Confederate General Isaac R. Trimble – Wounded in Picket’s Charge at Gettysburg (Leg Amputated), Captured & Sent to Johnson’s Island Prison – Here He Writes Capt. McHenry Howard, A Fellow Marylander Imprisoned Fort Delaware – 1 Page in Ink with Fine “Examined” Cover
Isaac Ridgeway Trimble fought with distinction under Stonewall Jackson. At Gettysburg when Maj. Gen. William D. Pender was wounded, Trimble led his Division. Trimble was seriously wounded and like Union General Daniel Sickles, had his leg amputated. He was sent to the largest prison where Confederate Officers were held, Johnson’s Island near Sandusky, Ohio. Here is the content. Prisoners were only allowed 1 page and Trimble took full advantage:

• “Johnson's Island, July 14th 1864. My dear Mac, I have yours of July 8th received yesterday. Letters do go slow, a day or so is lost examining them here, and a day also with you, but I often write letters ahead that do not go for some days & this may account for delay.”

• “I am flattered that you evince a desire to remain on my staff, but shall feel sorry if it turns out that you made any sacrifices to do so, for which you may not hereafter be fully compensated by military rank. Certainly you were right to draw pay as one of my staff, for you were the only aid I had or have since McKim & Hoffman died.”

• “So set your mind at rest as far as this matter goes. I prefer you to any other, and would rather have you.”

• “Archer, Steuart & Johnson have gone on a "jolly" trip and may see some sport more pleasant to be shot by a big gun than a musket in prison.”

[General’s James J. Archer, George “Maryland” Steuart, & Edward “Allegheny” Johnson had been taken from prison and sent down to Charleston, S.C. Harbor where they were placed as “human shields” so that the Union would not shell the city. These men were called the “Immortal 600”.]

• “I am sorry that the change of your quarters has interrupted your very judicious plans for further study.

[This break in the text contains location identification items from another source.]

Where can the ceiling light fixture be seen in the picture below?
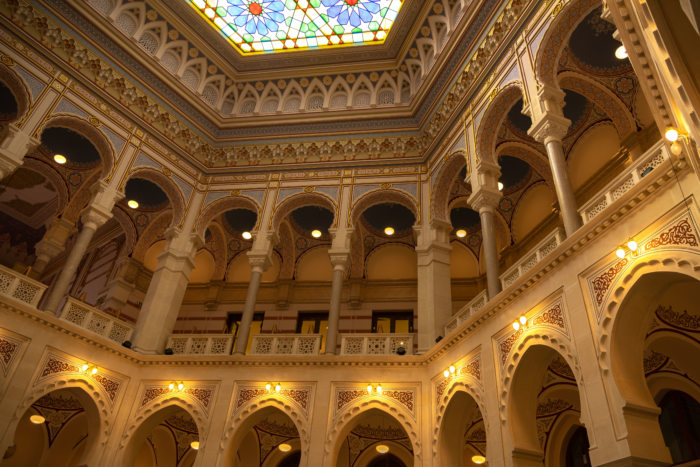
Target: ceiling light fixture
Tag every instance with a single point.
(37, 419)
(621, 52)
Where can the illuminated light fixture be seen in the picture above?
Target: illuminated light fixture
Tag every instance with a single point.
(37, 419)
(621, 52)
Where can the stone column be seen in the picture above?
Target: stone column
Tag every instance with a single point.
(434, 282)
(13, 149)
(52, 244)
(339, 261)
(549, 130)
(161, 305)
(259, 262)
(95, 214)
(486, 201)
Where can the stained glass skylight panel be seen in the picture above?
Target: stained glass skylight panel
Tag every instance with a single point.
(274, 25)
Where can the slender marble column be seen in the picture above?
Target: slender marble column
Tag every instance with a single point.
(93, 217)
(258, 264)
(339, 262)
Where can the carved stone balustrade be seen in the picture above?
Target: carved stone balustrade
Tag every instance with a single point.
(200, 344)
(20, 287)
(96, 321)
(375, 344)
(286, 344)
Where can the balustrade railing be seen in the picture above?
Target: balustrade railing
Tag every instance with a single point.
(200, 344)
(624, 182)
(286, 344)
(20, 287)
(375, 344)
(96, 321)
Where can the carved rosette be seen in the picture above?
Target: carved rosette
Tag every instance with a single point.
(300, 395)
(65, 366)
(552, 316)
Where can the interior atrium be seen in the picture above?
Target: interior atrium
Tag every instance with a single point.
(349, 233)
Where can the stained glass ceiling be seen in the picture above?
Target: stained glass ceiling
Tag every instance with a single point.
(258, 26)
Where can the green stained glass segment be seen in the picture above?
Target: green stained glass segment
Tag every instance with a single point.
(255, 26)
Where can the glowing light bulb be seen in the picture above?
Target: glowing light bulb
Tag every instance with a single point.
(37, 419)
(621, 52)
(672, 134)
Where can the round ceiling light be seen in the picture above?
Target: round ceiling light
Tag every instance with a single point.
(37, 419)
(621, 52)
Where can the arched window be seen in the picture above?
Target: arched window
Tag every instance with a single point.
(680, 426)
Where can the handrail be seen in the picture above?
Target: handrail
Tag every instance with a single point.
(375, 343)
(200, 344)
(96, 321)
(20, 287)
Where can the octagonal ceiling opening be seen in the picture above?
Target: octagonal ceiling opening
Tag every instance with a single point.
(259, 26)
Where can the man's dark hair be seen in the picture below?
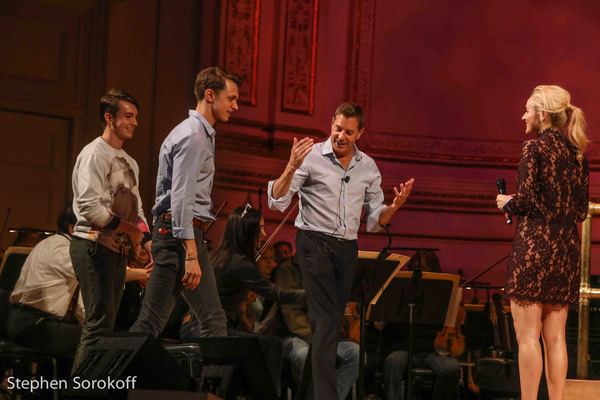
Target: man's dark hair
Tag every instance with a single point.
(109, 103)
(351, 110)
(213, 78)
(280, 243)
(67, 217)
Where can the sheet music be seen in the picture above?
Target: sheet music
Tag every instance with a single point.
(453, 307)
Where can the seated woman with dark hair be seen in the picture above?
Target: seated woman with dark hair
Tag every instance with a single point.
(236, 271)
(237, 276)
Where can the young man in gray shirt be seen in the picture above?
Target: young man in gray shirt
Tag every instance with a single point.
(182, 210)
(111, 226)
(335, 181)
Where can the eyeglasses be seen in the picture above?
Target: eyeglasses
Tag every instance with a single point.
(247, 208)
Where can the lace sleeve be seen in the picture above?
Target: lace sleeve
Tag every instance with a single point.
(527, 177)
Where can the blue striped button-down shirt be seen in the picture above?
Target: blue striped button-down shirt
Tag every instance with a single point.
(186, 169)
(331, 198)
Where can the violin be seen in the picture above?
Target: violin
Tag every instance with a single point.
(275, 232)
(450, 340)
(352, 322)
(247, 318)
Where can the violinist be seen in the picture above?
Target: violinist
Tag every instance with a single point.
(389, 343)
(235, 269)
(239, 281)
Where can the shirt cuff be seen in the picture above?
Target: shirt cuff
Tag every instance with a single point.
(373, 220)
(279, 204)
(114, 223)
(183, 233)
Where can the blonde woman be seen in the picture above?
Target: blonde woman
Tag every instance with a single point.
(551, 197)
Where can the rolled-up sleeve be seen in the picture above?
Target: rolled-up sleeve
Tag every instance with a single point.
(374, 202)
(89, 180)
(187, 160)
(284, 201)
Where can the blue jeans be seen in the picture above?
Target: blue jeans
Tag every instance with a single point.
(295, 351)
(446, 371)
(165, 286)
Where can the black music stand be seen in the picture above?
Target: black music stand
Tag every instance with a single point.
(403, 300)
(372, 273)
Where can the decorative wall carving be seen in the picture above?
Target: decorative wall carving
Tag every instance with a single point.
(361, 53)
(241, 44)
(299, 67)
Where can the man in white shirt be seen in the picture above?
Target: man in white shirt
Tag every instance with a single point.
(110, 220)
(44, 294)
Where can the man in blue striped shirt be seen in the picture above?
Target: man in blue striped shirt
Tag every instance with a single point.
(334, 181)
(183, 209)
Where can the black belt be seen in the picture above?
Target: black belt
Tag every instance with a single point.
(196, 222)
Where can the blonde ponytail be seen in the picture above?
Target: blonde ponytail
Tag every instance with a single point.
(576, 130)
(556, 101)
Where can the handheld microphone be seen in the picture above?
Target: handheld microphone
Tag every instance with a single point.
(501, 185)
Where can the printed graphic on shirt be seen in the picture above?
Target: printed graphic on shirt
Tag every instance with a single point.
(123, 191)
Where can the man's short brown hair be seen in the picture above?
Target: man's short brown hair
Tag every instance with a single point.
(109, 103)
(213, 78)
(351, 110)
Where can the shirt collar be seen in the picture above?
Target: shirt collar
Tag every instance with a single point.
(328, 149)
(209, 129)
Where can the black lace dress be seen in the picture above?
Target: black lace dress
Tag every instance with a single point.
(552, 196)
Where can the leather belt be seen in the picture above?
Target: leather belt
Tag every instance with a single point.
(196, 222)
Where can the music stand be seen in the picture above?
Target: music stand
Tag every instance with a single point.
(372, 273)
(222, 355)
(402, 300)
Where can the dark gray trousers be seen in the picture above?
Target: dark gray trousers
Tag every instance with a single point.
(101, 275)
(328, 266)
(165, 286)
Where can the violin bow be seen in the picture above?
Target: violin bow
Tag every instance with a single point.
(210, 224)
(275, 232)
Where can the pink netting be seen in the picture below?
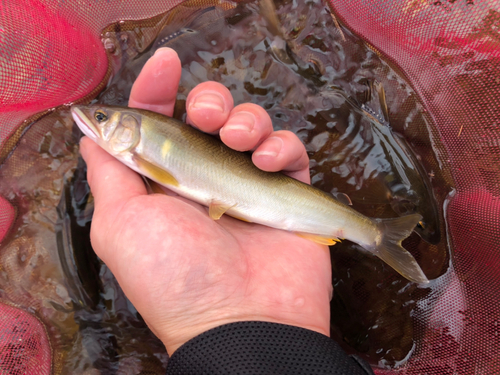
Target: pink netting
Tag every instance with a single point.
(24, 346)
(7, 214)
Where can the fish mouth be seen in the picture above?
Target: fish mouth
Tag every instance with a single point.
(84, 123)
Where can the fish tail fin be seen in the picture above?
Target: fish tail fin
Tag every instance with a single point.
(394, 231)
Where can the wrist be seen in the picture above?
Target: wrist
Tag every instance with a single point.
(176, 335)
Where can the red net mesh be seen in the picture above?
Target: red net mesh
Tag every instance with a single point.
(24, 345)
(51, 54)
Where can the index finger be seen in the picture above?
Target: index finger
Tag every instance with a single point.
(156, 87)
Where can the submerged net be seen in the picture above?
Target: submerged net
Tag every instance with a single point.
(439, 62)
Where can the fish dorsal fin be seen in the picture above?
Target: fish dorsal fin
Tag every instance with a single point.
(155, 172)
(376, 105)
(322, 240)
(217, 209)
(343, 198)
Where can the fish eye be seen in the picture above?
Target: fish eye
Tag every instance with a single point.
(100, 116)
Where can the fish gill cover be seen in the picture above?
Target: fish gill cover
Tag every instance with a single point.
(315, 68)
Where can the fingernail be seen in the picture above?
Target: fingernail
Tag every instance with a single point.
(161, 50)
(273, 147)
(212, 101)
(240, 121)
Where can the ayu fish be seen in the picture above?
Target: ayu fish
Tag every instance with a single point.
(201, 168)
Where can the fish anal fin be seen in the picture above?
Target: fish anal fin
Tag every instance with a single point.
(155, 172)
(217, 209)
(322, 240)
(390, 250)
(376, 104)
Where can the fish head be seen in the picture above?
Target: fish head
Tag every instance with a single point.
(113, 128)
(428, 227)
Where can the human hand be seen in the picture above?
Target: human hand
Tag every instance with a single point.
(184, 272)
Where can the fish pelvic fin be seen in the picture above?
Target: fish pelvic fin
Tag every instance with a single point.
(155, 173)
(217, 209)
(318, 239)
(394, 231)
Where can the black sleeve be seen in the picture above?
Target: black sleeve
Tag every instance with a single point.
(263, 348)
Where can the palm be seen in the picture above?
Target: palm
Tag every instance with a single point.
(189, 264)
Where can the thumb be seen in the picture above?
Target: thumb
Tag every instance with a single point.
(112, 183)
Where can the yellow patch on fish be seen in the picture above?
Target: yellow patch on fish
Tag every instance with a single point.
(217, 209)
(158, 174)
(318, 239)
(167, 145)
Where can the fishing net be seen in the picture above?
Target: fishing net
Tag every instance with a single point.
(61, 311)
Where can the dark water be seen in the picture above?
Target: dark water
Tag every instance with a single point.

Many officers here have become good French & German scholars & others are reviewing Latin, history, etc. It is a mistake & a wrong to lose the time in prison in vain regrets & idleness.”

• “The sense of making ourselves more useful is the only true antidote to the ills of confinement. I read, study, & work a great deal, and the time seems to pass swiftly.”

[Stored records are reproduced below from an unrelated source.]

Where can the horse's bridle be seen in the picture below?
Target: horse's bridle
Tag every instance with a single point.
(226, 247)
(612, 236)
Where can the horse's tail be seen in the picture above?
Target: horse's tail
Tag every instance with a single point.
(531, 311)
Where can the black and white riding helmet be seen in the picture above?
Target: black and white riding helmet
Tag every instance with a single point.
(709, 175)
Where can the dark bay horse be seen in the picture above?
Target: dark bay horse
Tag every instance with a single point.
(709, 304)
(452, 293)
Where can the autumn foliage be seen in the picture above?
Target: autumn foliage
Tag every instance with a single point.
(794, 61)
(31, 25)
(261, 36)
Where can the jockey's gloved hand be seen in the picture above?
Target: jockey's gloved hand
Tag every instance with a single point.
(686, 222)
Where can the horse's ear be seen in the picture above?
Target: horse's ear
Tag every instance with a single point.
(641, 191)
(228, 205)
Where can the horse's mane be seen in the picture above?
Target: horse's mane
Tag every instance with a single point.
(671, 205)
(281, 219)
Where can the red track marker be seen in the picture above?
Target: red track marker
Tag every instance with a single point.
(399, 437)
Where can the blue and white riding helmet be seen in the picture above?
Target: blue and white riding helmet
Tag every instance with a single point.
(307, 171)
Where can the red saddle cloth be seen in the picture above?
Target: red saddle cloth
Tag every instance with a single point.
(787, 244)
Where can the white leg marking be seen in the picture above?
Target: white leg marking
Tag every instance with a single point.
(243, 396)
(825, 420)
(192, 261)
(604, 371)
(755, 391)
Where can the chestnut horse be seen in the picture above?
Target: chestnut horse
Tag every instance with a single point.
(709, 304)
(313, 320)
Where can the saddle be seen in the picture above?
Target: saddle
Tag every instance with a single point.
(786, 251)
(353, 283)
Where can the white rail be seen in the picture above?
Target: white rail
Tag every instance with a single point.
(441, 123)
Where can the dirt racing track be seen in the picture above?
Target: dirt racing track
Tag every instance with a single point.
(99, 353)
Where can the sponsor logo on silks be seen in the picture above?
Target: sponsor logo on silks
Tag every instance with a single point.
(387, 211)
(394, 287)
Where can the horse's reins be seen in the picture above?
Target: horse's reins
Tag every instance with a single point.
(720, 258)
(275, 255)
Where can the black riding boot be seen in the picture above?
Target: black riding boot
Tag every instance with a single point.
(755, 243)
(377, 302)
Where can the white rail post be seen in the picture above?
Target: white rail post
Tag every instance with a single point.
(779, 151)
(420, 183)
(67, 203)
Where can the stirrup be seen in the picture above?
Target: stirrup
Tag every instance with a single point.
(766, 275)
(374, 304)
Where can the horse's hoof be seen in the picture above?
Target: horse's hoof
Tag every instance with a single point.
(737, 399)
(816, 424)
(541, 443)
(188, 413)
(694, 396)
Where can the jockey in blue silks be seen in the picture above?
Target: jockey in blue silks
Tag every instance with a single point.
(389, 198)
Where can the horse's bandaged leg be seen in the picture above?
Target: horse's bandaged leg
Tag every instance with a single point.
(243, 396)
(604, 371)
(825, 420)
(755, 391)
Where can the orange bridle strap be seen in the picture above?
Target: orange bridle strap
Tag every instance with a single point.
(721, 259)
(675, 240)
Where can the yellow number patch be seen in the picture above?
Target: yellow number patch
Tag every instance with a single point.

[Interestingly, on Johnson’s Island the prisoners were allowed to go fishing and have gardens! Trimble comments on this] “I shall raise at least two dozen radishes, as many head of lettuce & a bushel of tomatoes, if the frost don't kill them.”

• “I seldom hear from Alice & Molly now. I suppose they are busy with you & others. Write to me often & give me a page at a time any incidents of Genl. Winder's life which I am preparing for his wife & mother.
[Trimble had been on Winder’s staff when he led the Stonewall Brigade] Yours always truly, I. R. Trimble”

The cover is homemade, fashioned by Trimble from a letter that he had received from M. R. Hunter. There is a fine 3 cent Washington stamp and a “SANDUSKY, O. JUL. 18, 64” postmark. Written at the top in dark ink: “Examined D. S. Alexander”. Alexander was a member of the 128th Ohio Volunteer Infantry stationed there. It is addressed:

“Capt. McHenry Howard
Prisoner of War
Fort Delaware

On the left side of the envelope, Howard has written the date of the letter – July 14 and “Answered”.

One of the finest Trimble war date letters we have seen, especially nice mentioning his 3 friends sent South as part of the Immortal 600. After the war McHenry Howard wrote the book, “Recollections of a Maryland Confederate Soldier and Staff officer Under Johnston, Jackson and Lee”.